I’ve just had an article published in English Today, “Rethinking the Prescriptivist-Descriptivist Dyad: Motives and Methods in Two Eighteenth-Century Grammars,” that may be of interest.

Grammars and other works about language are traditionally described along an axis that runs from prescriptivism to descriptivism, but I contend that these two poles are not positioned along the same continuum. Rather, prescriptivism is a measure of intent, while descriptivism is a measure of methodology.

In the this paper I propose that a two-axis system that evaluates both motivation and methodology is better suited to describing grammatical approaches. Along one axis the motivation is categorized by the degree the grammar espouses normative principles and seeks to instruct, rather than describe. Along the second axis the methodology is categorized by the degree the grammar’s pronouncements are based on either observations of actual usage or aspirational appeals to an idealized form. The paper examines the work of two late-eighteenth century grammarians, Lowth and Priestley, as test cases to see if this two-axis system can better capture the differences in these grammars.

Through this analysis it can be seen that, counter to common perception, Lowth is somewhat more observational than Priestley’s first edition, although Priestley takes a significantly more observational stance in his second edition. Furthermore, Lowth’s grammars, while generally observational, vary the methodology depending on the linguistic feature under examination, taking a strongly aspirational stance on at least one point of grammar.

This separation of motivation and methodology has wider application and can be used to resolve some of the issues in the current prescriptive-descriptive debate, as many modern grammars and dictionaries are used normatively, even if the methodology used to produce them is observational.

The article is available from Cambridge Journals Online.

Or you can download it from here.

Word Crimes

16 July 2014

“Weird Al” Yankovic has a new video that’s making the rounds. It’s Word Crimes, a parody of Robin Thicke’s Blurred Lines. It’s very clever (despite the “cunning linguist” chestnut; that ancient pun was only mildly amusing upon first hearing and just plain not funny subsequently; no self-respecting comedian should use it), but it’s also very wrong. Many of the “errors” that Yankovic descries are not wrong at all.

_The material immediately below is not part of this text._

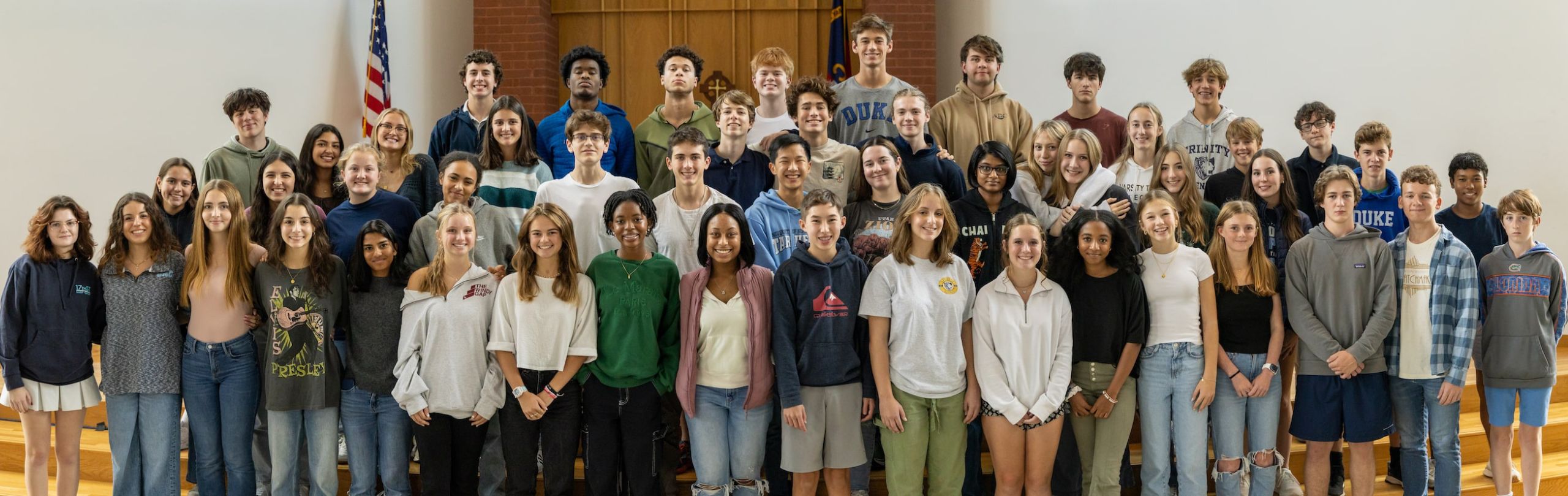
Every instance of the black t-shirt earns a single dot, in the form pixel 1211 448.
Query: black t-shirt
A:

The things that Yankovic doesn’t understand about English:

  • Less used to modify count nouns is perfectly acceptable

  • I could care less is correct; it’s an idiom and doesn’t have to be logical (hint: acceptable usage is never determined by logic)

  • Innovative abbreviations are okay; what’s important is that the message gets across

  • Whom is dying; using who in its place is okay in most contexts

  • Good can be an adverb too

  • Literally has a figurative meaning too

In short, Weird Al is exposing himself as a peever, someone who doesn’t understand that:

  • Language changes

  • There is no single “correct” style that works in all cases; different contexts call for different styles and diction

  • Use determines what is “correct,” not arbitrary rules or logic

There’s a place for artful, well-written English prose, but this kind of peeving has never led to better English, and when it’s wrong—as in this case—it tends to lead to stilted, poorly written prose.

Still, it’s an amusing and well-constructed parody.

Word Origins Quiz

15 July 2014

Medievalists.net has this twenty-question quiz that asks you to guess whether words come from Old English or not. Try it out.

(I got twenty out of twenty. Any less would have been embarrassing.)